Clinton's big moment

Clinton's best moment came towards the end of the debate when she defended herself against an attack by Trump saying she didn't have the  stamina to be president.

"Well, as soon as he travels to 112 countries and negotiates a peace deal, a cease-fire, a release of dissidents, an opening of new opportunities in nations around the world or even spends 11 hours testifying in front of a congressional committee, he can talk to me about stamina," Clinton said. 

Lester Holt was steamrolled

While the first debate may not have proven a clear winner between the candidates, the biggest loser was moderator Lester Holt, who struggled to keep the candidates on topic.

Holt allowed the candidates responses to wander and segments to drag out beyond their 15-minute time constraint. 

Holt's apparent absence was noticed on Twitter. 

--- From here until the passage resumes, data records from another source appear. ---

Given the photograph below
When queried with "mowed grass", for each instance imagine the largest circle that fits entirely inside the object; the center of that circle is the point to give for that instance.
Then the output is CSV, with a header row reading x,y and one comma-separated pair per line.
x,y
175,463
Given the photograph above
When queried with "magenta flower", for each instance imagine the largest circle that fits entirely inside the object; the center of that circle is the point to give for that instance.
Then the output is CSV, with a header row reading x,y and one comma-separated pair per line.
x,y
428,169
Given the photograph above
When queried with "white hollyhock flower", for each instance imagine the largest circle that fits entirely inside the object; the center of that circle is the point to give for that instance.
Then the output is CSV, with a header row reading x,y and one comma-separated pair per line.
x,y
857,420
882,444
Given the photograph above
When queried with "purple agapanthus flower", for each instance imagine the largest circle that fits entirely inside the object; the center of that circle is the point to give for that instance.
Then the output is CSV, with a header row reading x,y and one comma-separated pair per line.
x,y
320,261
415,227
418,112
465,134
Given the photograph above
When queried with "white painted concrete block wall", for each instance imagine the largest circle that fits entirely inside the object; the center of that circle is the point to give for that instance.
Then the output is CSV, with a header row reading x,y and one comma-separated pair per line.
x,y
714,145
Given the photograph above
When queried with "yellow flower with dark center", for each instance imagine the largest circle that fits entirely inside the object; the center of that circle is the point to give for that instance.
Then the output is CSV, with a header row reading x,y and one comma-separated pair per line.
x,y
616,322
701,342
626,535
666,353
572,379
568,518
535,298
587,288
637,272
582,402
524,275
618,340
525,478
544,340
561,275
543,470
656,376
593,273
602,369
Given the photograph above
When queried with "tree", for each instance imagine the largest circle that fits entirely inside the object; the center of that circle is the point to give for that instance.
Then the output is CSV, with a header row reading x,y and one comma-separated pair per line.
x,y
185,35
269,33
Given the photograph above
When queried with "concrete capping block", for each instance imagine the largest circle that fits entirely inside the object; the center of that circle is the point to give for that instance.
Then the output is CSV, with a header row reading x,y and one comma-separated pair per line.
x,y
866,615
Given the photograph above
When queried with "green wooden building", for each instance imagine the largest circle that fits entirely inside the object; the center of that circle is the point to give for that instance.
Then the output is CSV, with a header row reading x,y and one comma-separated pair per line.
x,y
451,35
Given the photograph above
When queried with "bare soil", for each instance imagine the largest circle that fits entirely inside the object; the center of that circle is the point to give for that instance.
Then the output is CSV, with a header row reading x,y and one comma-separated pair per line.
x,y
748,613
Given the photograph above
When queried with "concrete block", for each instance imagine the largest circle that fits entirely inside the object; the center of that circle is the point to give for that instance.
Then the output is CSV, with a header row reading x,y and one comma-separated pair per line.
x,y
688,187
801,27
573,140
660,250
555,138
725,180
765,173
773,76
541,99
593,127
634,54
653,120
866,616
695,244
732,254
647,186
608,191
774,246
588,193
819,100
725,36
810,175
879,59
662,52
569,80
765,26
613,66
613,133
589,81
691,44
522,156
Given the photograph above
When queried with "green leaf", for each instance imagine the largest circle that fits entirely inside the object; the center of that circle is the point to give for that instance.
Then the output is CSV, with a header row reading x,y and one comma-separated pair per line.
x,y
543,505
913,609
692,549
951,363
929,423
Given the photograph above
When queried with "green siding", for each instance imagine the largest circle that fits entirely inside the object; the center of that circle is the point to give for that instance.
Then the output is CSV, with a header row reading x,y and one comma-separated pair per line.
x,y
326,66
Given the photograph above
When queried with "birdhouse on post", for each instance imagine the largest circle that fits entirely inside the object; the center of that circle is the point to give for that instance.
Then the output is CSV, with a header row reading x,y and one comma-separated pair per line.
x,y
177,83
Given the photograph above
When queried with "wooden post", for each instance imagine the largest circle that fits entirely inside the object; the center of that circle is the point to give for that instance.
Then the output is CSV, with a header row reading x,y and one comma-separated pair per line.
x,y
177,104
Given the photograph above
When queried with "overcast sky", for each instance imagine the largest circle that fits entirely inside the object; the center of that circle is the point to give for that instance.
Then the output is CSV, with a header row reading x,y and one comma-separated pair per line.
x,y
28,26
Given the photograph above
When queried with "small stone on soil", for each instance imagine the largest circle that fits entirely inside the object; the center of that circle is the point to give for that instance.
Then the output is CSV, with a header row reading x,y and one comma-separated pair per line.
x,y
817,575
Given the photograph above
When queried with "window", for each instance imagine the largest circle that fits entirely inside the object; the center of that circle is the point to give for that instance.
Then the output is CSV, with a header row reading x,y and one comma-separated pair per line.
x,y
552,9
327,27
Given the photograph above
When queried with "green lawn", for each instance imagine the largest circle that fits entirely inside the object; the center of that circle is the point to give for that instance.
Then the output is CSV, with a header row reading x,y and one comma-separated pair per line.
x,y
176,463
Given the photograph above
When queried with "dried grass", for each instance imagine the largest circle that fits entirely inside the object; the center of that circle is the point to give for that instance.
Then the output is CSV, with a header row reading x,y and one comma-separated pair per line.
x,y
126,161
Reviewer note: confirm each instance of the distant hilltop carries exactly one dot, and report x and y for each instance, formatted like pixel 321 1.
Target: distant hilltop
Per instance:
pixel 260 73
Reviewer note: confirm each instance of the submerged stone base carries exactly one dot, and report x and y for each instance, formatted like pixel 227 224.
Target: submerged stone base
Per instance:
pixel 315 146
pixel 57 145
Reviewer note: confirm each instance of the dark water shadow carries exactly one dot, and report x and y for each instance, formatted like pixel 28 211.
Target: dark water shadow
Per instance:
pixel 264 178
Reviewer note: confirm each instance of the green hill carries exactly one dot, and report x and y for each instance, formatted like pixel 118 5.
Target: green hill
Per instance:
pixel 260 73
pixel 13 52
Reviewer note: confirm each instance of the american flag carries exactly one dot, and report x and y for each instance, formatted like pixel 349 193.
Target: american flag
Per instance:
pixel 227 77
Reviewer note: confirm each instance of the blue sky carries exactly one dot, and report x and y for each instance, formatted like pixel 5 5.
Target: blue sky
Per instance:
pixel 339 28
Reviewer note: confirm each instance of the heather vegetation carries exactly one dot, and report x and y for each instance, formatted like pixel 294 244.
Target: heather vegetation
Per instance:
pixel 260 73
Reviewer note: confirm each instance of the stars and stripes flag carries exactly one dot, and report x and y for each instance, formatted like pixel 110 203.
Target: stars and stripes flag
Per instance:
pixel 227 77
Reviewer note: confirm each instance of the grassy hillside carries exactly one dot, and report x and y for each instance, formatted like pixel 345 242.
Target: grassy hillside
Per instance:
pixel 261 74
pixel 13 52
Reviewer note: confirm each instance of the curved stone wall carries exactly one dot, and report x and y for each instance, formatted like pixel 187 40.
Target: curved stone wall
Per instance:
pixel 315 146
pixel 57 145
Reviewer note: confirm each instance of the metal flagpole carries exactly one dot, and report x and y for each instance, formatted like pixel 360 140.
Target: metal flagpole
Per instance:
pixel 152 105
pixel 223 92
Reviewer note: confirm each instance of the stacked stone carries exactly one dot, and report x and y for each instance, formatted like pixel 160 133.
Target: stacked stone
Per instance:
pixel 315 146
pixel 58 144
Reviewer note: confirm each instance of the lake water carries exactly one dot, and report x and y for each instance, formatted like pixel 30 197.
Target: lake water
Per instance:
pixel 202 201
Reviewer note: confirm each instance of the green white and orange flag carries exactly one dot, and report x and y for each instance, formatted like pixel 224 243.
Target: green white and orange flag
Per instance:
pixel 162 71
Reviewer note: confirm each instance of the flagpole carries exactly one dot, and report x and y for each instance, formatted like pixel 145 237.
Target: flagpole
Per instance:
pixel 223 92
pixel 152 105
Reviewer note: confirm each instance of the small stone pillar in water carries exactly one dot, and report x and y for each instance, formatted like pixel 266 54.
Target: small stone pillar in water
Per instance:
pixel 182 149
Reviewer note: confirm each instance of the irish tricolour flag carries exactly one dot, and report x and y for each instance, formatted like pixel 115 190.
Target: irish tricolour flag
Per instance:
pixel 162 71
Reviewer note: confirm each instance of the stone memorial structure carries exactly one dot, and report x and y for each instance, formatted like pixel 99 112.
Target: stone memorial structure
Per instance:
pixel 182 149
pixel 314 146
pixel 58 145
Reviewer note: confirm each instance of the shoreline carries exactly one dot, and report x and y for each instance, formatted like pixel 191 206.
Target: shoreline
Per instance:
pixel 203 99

Weaknesses for both candidates

With the exception of trade and job creation early in the debate, Trump did not show a compelling command of policy. Towards the end he wandered off message on issues that played to Clinton's strength, like birtherism and temperament.

Clinton, on the other hand, was at times wonkish and rehearsed as she rolled through her policies, often sounding like she was reciting a checklist. But the overall sum of her performance was to tout her experience and record against a first-time politician.

Emails were a non-issue

Missing from the debate was Clinton's email scandal. Surprisingly, the issue was only brought up once by Donald Trump.

"Let her release her emails," Trump said when asked if he would release his tax returns. "Why did she delete 33,000 emails?"

Clinton continues her outreach to students

During the first segment, Clinton and Trump were asked how they would create more wealth.

Clinton brought up debt-free college when talking about how she would jump-start our economy.

"I think building the middle class, investing in the middle class, making college debt-free so more young people can get their education, helping people refinance their debt from college at a lower rate, those are the kinds of things that will really boost the economy."